A Madagascar, la qualité de l’éducation reste un défi majeur, au regard des réalités de terrain. Malgré les efforts engagés par le ministère de l’Éducation nationale, le chemin reste long pour faire de la qualité une priorité. Le système éducatif fait notamment face à un taux élevé d’abandon scolaire, ainsi qu’à un décalage préoccupant entre le niveau réel des élèves et celui attendu dans leur classe.
Selon le Directeur général de la Pédagogie (DGP) auprès du ministère de l’Éducation nationale (MEN), Yves Martin Razafimandranto, cette situation s’explique en grande partie par le manque de formation d’un grand nombre d’enseignants et par l’insuffisance des équipements pédagogiques. À cela s’ajoutent des facteurs sociaux importants, notamment en milieu rural, où certains élèves sont contraints d’interrompre leur scolarité pour travailler ou répondre à des obligations familiales. Les catastrophes naturelles perturbent également la continuité des cours.
Face à ces difficultés, le ministère et ses partenaires multiplient les initiatives. “Des cantines scolaires ont été déployées dans les zones vulnérables. Si les élèves mangent à leur faim, ils sont plus motivés et plus concentrés en classe, ce qui contribue à la fréquentation des écoles”, souligne le DGP. Des dispositifs de rattrapage sont également prévus en cas d’interruption des cours liée aux cyclones ou autres aléas climatiques, avec l’appui de partenaires pour l’installation de tentes-écoles. Par ailleurs, une réforme des programmes scolaires est en cours depuis quatre ans afin de mieux répondre aux réalités actuelles, avec un programme révisé progressivement diffusé.
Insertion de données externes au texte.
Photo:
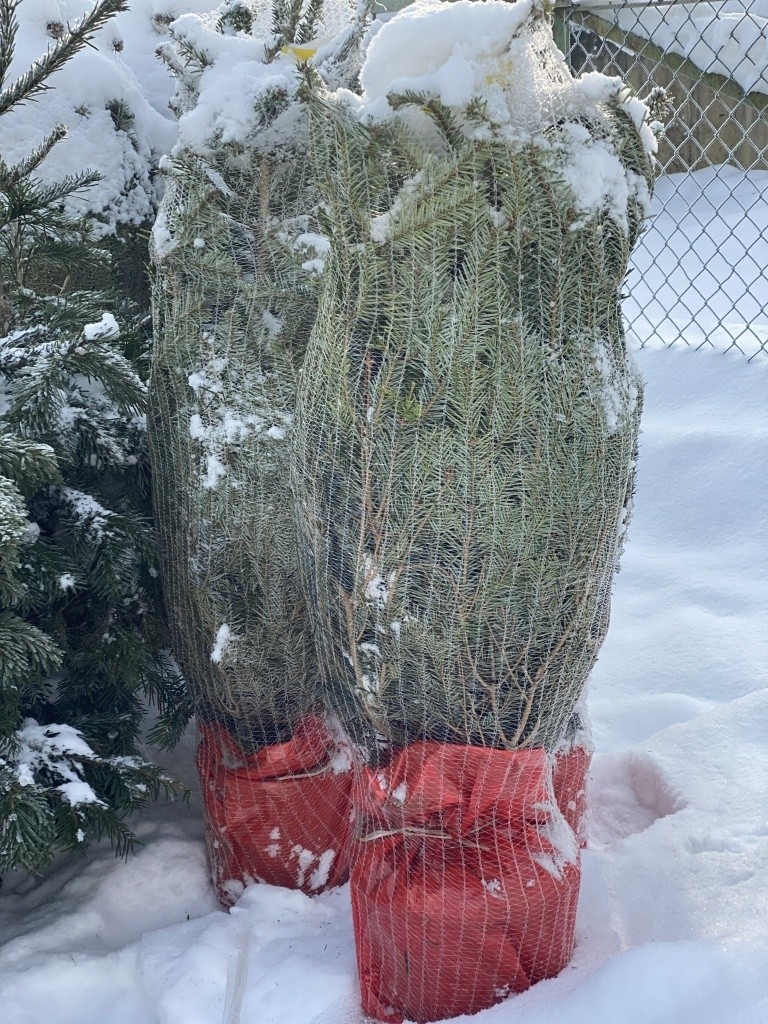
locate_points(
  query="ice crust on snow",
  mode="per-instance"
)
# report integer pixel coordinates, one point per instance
(672, 923)
(220, 644)
(119, 67)
(500, 55)
(54, 750)
(102, 329)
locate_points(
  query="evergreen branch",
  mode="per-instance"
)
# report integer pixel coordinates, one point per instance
(27, 461)
(34, 81)
(8, 31)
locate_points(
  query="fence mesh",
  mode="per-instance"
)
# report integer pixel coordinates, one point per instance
(388, 605)
(698, 272)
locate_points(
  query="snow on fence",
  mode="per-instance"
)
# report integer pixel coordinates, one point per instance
(698, 271)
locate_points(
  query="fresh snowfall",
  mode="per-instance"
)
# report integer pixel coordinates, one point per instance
(673, 918)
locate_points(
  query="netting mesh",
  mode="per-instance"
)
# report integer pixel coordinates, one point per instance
(237, 264)
(466, 438)
(394, 432)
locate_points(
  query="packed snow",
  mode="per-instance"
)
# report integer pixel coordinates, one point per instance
(729, 37)
(113, 99)
(673, 920)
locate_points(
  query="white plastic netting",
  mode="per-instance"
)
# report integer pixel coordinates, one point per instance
(466, 439)
(394, 433)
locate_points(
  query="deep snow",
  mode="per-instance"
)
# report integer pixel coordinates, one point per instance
(673, 921)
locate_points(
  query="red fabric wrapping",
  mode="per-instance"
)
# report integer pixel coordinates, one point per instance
(282, 815)
(465, 881)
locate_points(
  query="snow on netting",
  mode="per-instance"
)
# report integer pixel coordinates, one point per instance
(238, 257)
(466, 439)
(394, 437)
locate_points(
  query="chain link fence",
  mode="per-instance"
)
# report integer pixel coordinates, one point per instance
(699, 271)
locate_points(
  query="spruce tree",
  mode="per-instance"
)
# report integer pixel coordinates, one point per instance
(82, 639)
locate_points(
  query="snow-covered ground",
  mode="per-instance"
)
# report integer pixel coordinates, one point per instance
(673, 922)
(699, 271)
(729, 37)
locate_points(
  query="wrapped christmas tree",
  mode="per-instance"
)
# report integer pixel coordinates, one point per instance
(238, 253)
(466, 442)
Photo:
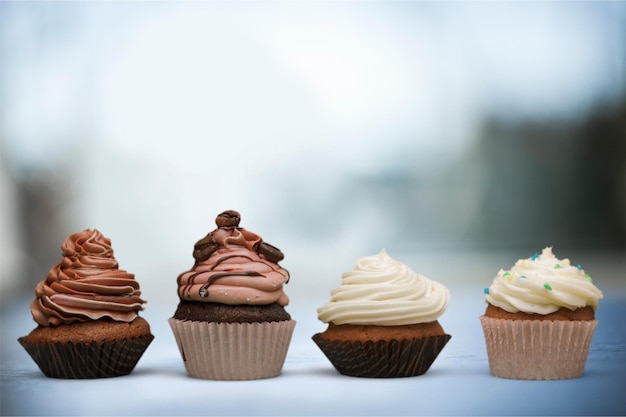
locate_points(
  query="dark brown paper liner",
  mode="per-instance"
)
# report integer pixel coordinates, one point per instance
(537, 350)
(383, 359)
(87, 360)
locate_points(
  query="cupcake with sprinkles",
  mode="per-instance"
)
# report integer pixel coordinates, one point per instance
(540, 319)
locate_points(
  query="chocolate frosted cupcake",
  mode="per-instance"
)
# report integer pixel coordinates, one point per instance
(230, 323)
(87, 314)
(540, 319)
(383, 320)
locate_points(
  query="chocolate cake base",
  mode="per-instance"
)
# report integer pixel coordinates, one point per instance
(224, 313)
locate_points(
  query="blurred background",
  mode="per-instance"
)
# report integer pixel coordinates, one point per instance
(441, 131)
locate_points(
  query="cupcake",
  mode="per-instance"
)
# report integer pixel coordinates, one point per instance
(540, 318)
(383, 320)
(87, 314)
(230, 323)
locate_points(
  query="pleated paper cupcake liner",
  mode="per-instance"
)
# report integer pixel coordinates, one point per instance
(87, 360)
(382, 359)
(233, 351)
(537, 350)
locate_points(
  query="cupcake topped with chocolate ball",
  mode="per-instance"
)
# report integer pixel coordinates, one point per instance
(233, 267)
(233, 296)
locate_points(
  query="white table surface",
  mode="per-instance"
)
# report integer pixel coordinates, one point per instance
(458, 383)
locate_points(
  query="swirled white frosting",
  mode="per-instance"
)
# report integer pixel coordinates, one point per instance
(542, 284)
(382, 291)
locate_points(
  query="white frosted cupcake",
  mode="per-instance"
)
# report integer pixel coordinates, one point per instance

La consultation réunit des acteurs issus du MEN, du secteur privé, des partenaires techniques et financiers ainsi que des ONG. Elle sera suivie d’une concertation élargie impliquant les trois ministères en charge de l’enseignement : le ministère de l’Éducation nationale, le ministère de l’Enseignement technique et de la Formation professionnelle, ainsi que le ministère de l’Enseignement supérieur et de la Recherche scientifique. Les recommandations formulées durant ces trois jours alimenteront la concertation nationale pour la refondation du système éducatif.